It’s Thanksgiving, one of the most cherished and well-celebrated holidays in the U.S.
It’s also one of the oldest holidays commemorated by Americans. A celebration of a successful corn harvest, survival, commonalities, and gratitude to God, the first ‘Thanksgiving’ in November 1621 gave birth to a national tradition that continues faithfully 391 years later.
Of course the holiday has picked up some contemporary accoutrements…
Like the almost-as-good-as-Wimbledon’s-centre-court Macy’s Thanksgiving Parade, begun in 1924. Between the two events, I might even choose being squashed by 3+ million other spectators over enjoying strawberries and clotted cream courtside.
And, of course, we can’t forget the 1920 marriage between Turkey Day and the only ‘football’ game that counts. The Thanksgiving Classic formalized the enjoyment of sport alongside turkey.
(Sorry, soccer fans, but there’s nothing like a pair of shoulder pads – not the 80’s kind – and a completed pass…try and tell me you don’t feel a rush when you witness the 99-yard pass in this clip: http://www.youtube.com/watch?v=BpIcf2eE2T4…ahhh, ‘tis a beautiful thing…combine this with a stomach over-intoxicated by the culinary Thanksgiving cocktail, and you have near-paradise on Earth.)
Then there is that other sport which is synonymous with ‘Thanksgiving,’ the activity that infuses passion or abject fear, depending on who is doing the picking and who is doing the paying:
The Friday after Thanksgiving, or Black Friday as it is known, is the busiest shopping day of the year in the U.S. It is the opportunity to test out one’s shopping skills under the most challenging of circumstances (if you think it’s crowded during the Macy’s parade, try shopping on Black Friday).

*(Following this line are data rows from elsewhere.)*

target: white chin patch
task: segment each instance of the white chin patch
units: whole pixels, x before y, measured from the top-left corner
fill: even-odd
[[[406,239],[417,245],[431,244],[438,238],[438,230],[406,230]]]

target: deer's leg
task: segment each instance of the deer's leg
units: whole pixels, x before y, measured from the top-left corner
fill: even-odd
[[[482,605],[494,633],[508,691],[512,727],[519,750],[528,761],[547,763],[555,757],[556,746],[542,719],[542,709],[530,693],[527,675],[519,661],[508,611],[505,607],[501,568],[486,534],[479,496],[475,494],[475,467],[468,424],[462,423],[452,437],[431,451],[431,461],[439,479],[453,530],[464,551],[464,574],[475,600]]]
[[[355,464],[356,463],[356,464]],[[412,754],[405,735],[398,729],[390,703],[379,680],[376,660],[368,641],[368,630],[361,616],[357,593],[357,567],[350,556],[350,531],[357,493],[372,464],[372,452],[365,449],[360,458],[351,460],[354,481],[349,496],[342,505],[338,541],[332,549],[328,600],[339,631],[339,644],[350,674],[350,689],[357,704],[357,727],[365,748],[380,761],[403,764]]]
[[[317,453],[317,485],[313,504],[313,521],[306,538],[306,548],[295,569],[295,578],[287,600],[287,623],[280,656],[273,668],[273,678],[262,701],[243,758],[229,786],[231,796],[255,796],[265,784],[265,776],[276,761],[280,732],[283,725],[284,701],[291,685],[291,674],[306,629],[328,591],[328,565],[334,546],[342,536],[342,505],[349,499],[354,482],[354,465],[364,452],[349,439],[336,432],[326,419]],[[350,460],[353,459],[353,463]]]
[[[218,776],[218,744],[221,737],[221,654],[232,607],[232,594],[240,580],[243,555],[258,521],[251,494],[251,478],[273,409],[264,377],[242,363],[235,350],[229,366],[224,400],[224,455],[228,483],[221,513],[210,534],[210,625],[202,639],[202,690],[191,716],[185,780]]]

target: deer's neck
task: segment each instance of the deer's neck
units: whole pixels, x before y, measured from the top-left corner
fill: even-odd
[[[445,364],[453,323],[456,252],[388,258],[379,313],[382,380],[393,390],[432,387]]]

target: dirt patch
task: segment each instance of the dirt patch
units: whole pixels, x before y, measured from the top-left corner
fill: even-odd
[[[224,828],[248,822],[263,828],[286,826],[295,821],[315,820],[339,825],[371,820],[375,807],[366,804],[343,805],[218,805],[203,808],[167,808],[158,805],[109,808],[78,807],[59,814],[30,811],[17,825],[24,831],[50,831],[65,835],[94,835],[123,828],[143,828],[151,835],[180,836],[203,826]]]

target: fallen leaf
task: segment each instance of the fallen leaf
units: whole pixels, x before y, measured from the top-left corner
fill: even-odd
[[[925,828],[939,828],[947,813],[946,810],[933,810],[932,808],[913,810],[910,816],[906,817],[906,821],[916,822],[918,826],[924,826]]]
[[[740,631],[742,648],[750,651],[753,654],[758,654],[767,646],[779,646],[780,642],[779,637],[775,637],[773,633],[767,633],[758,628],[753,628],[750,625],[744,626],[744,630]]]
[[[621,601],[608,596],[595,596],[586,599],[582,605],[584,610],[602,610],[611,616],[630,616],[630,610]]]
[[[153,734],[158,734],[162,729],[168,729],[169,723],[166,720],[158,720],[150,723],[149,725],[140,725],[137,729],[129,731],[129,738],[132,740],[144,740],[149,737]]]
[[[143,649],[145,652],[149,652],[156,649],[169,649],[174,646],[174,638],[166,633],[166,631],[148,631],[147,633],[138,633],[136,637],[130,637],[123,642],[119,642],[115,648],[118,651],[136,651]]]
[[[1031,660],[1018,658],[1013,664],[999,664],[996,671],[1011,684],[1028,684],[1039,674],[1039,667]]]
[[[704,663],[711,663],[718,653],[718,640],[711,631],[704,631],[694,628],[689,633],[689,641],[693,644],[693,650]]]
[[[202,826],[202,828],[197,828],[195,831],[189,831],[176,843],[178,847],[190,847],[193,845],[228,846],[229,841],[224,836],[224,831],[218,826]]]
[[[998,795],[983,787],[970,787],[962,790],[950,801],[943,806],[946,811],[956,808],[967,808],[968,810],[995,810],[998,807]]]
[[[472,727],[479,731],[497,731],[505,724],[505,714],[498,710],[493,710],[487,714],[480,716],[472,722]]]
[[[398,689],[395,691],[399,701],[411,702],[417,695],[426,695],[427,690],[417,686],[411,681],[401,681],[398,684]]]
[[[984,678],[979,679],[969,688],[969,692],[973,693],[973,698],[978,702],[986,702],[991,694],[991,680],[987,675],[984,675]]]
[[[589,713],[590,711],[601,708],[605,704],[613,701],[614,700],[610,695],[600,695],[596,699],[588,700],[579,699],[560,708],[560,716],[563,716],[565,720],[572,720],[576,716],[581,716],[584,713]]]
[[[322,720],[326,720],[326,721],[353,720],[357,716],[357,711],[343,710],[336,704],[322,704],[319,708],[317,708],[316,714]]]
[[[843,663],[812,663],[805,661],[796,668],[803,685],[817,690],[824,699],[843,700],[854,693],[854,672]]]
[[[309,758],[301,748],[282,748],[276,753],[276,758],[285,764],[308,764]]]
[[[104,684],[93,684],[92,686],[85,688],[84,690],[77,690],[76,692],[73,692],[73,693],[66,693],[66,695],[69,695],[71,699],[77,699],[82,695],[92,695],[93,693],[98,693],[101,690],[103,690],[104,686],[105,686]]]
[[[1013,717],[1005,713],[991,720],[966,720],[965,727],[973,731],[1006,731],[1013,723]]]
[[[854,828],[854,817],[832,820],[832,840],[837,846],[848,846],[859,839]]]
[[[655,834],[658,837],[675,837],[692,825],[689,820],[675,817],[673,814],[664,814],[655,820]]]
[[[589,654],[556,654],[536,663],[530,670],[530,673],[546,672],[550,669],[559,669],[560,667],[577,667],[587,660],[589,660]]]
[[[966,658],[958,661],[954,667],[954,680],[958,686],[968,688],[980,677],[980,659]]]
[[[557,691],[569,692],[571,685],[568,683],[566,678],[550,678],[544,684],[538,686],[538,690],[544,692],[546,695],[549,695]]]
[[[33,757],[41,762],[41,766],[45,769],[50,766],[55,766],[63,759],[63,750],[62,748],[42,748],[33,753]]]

(Of course, it is also the chance to view abundant, glorious Christmas decorations and be engulfed by the first wave of holiday spirit and cheer.)
It’s not all about personal gratification, though. It is also common for people to take time out of their busy schedules and volunteer to help those less fortunate. Delivering or serving food to those in need is a custom that has become a tradition in many families, involving members both big and small.
But, first, of course, there is the food: the magnificent turkey, savory stuffing, light and fluffy mashed potatoes, rich gravy, tangy cranberry sauce, and creamy pumpkin pie, just to name a few Thanksgiving favorites.
And, of course, the centerpiece of the Thanksgiving table:
So, even though I won’t be serving up turkey (in Turkey, no less! sorry, but it had to be said) this Thanksgiving Day… and over the weekend there will be no American football…or shopping…(although there will be a bit of family volunteering at our school’s International Day)…
…there will be gratitude.
A lot of it.
Happy Thanksgiving, everyone!
P.S. One thing I am grateful for is that I still have a car. Last night I handed my keys over to a total stranger who appeared out of nowhere when I pulled over to a nondescript side of the road in quaint-but-parking-challenged Bebek and answered my “Nerede parking?” with a laminated card and a waiting, open palm. As I was desperate to make a 7pm meeting, I willingly handed him my keys. Hindsight being what it is, that may not have been such a smart idea. On the other hand, never underestimate the credibility conveyed by a laminated card.